Research Article: A New Glycan-Dependent CD4-Binding Site Neutralizing Antibody Exerts Pressure on HIV-1 In Vivo

Date Published: October 30, 2015

Publisher: Public Library of Science

Author(s): Natalia T. Freund, Joshua A. Horwitz, Lilian Nogueira, Stuart A. Sievers, Louise Scharf, Johannes F. Scheid, Anna Gazumyan, Cassie Liu, Klara Velinzon, Ariel Goldenthal, Rogier W. Sanders, John P. Moore, Pamela J. Bjorkman, Michael S. Seaman, Bruce D. Walker, Florian Klein, Michel C. Nussenzweig, Ronald C. Desrosiers.


The CD4 binding site (CD4bs) on the envelope glycoprotein is a major site of vulnerability that is conserved among different HIV-1 isolates. Many broadly neutralizing antibodies (bNAbs) to the CD4bs belong to the VRC01 class, sharing highly restricted origins, recognition mechanisms and viral escape pathways. We sought to isolate new anti-CD4bs bNAbs with different origins and mechanisms of action. Using a gp120 2CC core as bait, we isolated antibodies encoded by IGVH3-21 and IGVL3-1 genes with long CDRH3s that depend on the presence of the N-linked glycan at position-276 for activity. This binding mode is similar to the previously identified antibody HJ16, however the new antibodies identified herein are more potent and broad. The most potent variant, 179NC75, had a geometric mean IC80 value of 0.42 μg/ml against 120 Tier-2 HIV-1 pseudoviruses in the assay. Although this group of CD4bs glycan-dependent antibodies can be broadly and potently neutralizing in vitro, their in vivo activity has not been tested to date. Here, we report that 179NC75 is highly active when administered to HIV-1-infected humanized mice, where it selects for escape variants that lack a glycan site at position-276. The same glycan was absent from the virus isolated from the 179NC75 donor, implying that the antibody also exerts selection pressure in humans.

Partial Text

Although the envelope glycoproteins (Env) of primate immunodeficiency viruses have extremely variable sequences [1], most of them engage CD4 as the primary cellular receptor to initiate the viral life cycle [2]. The consequence is that the CD4 binding site (CD4bs) is a comparatively well-conserved region of Env that serves as a critical neutralization epitope and an appealing vaccine target. The introduction of single cell antibody cloning techniques [3,4] yielded dozens of broad and potent CD4bs antibodies from infected individuals, some of which neutralize ~90% of HIV-1 strains in vitro [5–7]. Some of these antibodies are also effective at reducing viral load when used to treat infected humanized mice (hu-mice) [8], macaques [9–11] and humans [12].
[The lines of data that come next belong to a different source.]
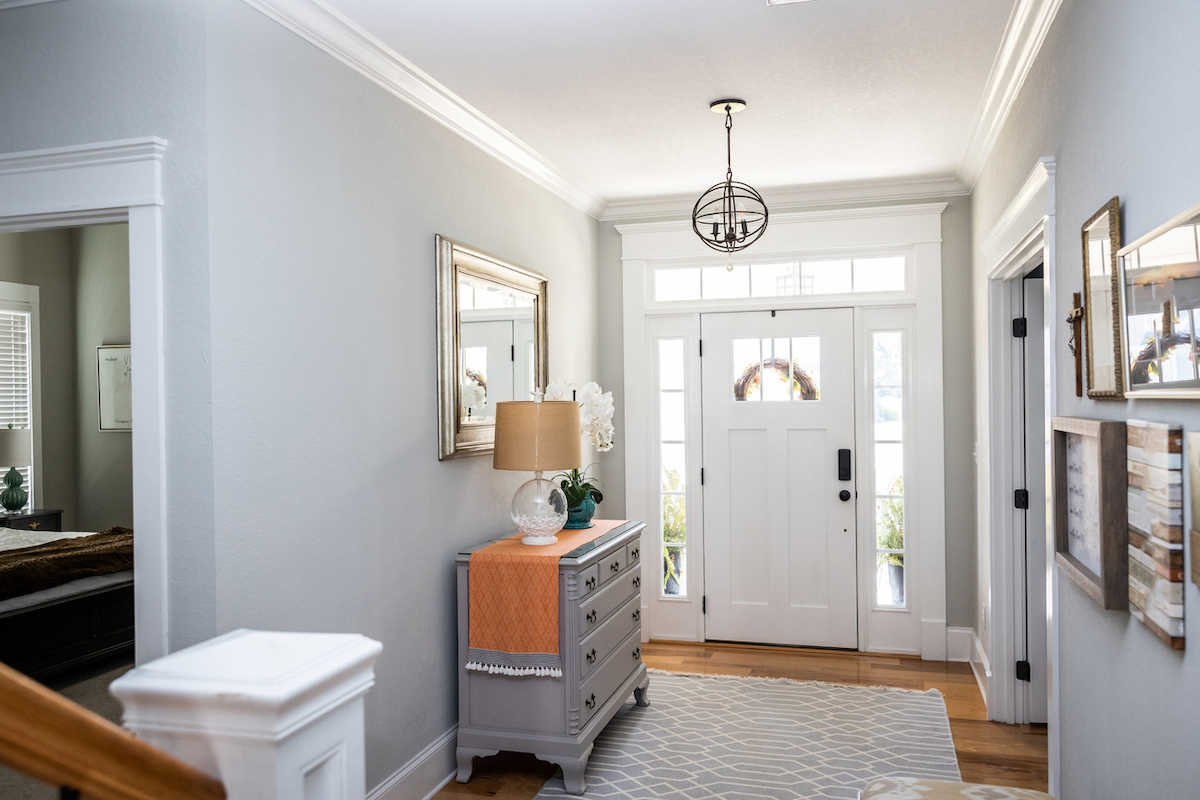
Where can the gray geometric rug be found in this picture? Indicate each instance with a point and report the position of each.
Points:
(731, 738)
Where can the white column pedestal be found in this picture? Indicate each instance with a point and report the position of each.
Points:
(274, 716)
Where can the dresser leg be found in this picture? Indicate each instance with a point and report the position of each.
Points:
(573, 769)
(642, 692)
(465, 756)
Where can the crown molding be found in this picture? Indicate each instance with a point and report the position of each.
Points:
(1026, 30)
(913, 210)
(354, 47)
(797, 198)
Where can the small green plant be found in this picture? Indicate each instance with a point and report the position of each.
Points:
(577, 485)
(891, 524)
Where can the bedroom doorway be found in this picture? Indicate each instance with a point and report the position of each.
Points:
(779, 489)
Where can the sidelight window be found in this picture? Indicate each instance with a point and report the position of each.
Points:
(887, 379)
(672, 467)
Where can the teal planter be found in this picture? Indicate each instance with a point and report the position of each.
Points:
(579, 517)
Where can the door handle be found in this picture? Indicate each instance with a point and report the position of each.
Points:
(844, 465)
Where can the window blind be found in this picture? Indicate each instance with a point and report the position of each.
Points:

The CD4bs is a highly conserved epitope on the HIV-1 Env and an important potential target for neutralizing antibodies. Although this site evolved to avoid antibody accessibility, two major groups of CD4bs bNAbs have been discovered [15]. The first group, exemplified by VRC01, is VH-restricted, IGVH1-2 or IGVH1-46, with the heavy chains positioned in a CD4-like orientation and CDRH2 making significant contacts with gp120 [6,7,15]. The CDRL3 [7,21,44], and in some cases also CDRL1 [6], of the corresponding light chains have to be short and compact to minimize potential interference and clashes with the glycans that surround the CD4bs. The emergence of these antibodies involves many somatic hypermutations, some of which are in the framework regions [45]. The second group of CD4bs bNAbs, which includes b12 and HJ16, is far more heterogeneous. These antibodies bind to gp120 via a CDRH3-dominated, loop based mechanism [15]. As might be expected, members of this group of CD4bs bNAbs arise from different VH segments and carry fewer somatic mutations [17–19]. The new antibody described in this study, 179NC75, is a loop binder that is closely related to HJ16. Similarly to HJ16, its Env-binding and virus-neutralizing activities are dependent on the N276 glycan [36]. Consistent with the CDRH3 loop-based mechanism of recognition that was described for antibodies that are not VH-restricted [15], when we generated the predicted germline version of 179NC75, where all mutations were reverted but the CDRH3 was retained, the antibody bound to BG505 SOSIP.664 trimers. This could indicate that any residual mutations present in the CDR3s of the reverted antibody might allow binding. Interestingly, the germline version of HJ16 also had some binding to BG505 SOSIP.664 trimers (Fig 4), however this binding was lower that the one of 179NC75, which could be attributed to a shorter CDRH3 (19 versus 24 residues).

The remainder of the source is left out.